Contents
- NVIDIA Blackwell B200: Overview
- Specifications
- Architecture
- Memory & Bandwidth
- Cloud Pricing
- Performance
- Manufacturing & Yield
- Thermal & Power Requirements
- Migration Path from H100 to B200
- Availability
- Sparsity & Structured Pruning on B200
- B200 vs H100
- Use Case Recommendations
- FAQ
- Related Resources
- Sources
NVIDIA Blackwell B200: Overview
The NVIDIA Blackwell B200 is the first production Blackwell data center GPU, shipping in early 2026. The B200 reaches 192GB HBM3e memory, double the H100's 80GB capacity. Peak FP8 throughput hits approximately 9 PFLOPS per GPU. The architecture is built for inference scale: it's bigger, faster on quantized operations, and more expensive than H100. Not every workload needs it. But for teams running large model inference or fine-tuning models larger than 70B parameters, the B200 is the new generation.

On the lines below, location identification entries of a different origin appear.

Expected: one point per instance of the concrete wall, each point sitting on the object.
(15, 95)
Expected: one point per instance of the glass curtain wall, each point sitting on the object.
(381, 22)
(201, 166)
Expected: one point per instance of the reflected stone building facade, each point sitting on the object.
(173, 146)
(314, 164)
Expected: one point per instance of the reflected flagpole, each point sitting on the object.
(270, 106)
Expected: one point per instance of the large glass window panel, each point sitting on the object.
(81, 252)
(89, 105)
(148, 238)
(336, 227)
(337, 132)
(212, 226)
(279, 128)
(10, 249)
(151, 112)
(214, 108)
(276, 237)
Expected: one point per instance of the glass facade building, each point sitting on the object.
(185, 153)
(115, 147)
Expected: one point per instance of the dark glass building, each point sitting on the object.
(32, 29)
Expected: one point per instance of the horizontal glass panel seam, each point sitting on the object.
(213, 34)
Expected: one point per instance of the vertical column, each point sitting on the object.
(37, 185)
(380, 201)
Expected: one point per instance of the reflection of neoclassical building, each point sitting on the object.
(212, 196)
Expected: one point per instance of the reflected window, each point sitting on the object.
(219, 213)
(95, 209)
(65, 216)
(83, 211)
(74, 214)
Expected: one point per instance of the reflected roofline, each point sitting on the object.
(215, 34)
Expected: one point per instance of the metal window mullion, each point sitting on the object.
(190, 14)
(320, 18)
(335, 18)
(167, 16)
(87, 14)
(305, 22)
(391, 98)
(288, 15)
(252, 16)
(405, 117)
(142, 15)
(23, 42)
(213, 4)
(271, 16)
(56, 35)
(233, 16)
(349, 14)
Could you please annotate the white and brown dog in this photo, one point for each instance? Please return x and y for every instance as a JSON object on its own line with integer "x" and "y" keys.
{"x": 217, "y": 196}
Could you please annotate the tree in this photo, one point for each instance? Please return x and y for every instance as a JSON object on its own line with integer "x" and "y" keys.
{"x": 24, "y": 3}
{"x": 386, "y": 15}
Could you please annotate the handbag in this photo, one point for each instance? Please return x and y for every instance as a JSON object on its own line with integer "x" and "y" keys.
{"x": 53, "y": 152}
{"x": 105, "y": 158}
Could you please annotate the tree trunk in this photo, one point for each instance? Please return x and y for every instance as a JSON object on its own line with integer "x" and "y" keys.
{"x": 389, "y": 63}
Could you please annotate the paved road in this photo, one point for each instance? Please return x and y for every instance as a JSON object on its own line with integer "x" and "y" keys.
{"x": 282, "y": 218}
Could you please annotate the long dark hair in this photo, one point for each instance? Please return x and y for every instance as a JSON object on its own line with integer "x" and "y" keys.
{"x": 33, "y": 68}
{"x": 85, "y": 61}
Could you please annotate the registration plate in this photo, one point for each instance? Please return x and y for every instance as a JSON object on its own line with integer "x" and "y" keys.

As of March 2026, cloud availability is limited but growing. RunPod lists B200 at $5.98/GPU-hour. Lambda offers B200 SXM at $6.08/hour. CoreWeave's 8-GPU cluster runs $68.80/hour ($8.60 per GPU). Single-GPU pricing is at premium rates, but marginal cost drops when renting multi-GPU clusters.
Specifications
| Spec | B200 | H100 | H200 | Advantage |
|---|---|---|---|---|
| Memory | 192GB HBM3e | 80GB HBM3 | 141GB HBM3e | B200 (capacity) |
| Memory Bandwidth | 8.0 TB/s | 3.35 TB/s | 4.8 TB/s | B200 (2.4x) |
| Peak FP32 | ~80 TFLOPS | 67 TFLOPS | ~90 TFLOPS | B200 (1.2x) |
| Peak FP8 | ~9 PFLOPS (with sparsity) | ~3.96 PFLOPS (with sparsity) | ~7.92 PFLOPS (with sparsity) | B200 (2.3x) |
| Transformer Engine | Yes | Yes | Yes | Tie |
| PCIe Gen | Gen5 | Gen4 | Gen4 | B200 (newer) |
| Power (TDP) | 1,050W | 700W | 700W | B200 (higher) |
| Price/GPU-hr | $5.98-$6.08 | $1.99-$3.78 | $3.59 | H100 (cheaper) |
Data from NVIDIA datasheets and DeployBase tracking (March 2026).
Architecture
Blackwell is NVIDIA's next-generation data center architecture, succeeding Hopper. Seven key changes from H100:
Memory Capacity. B200 doubles down to 192GB HBM3e. Each HBM3e stack is wider than H100's HBM3. For models larger than 70B parameters, the extra capacity eliminates quantization constraints. Load a 140B parameter model in fp16 or bf16 without trimming.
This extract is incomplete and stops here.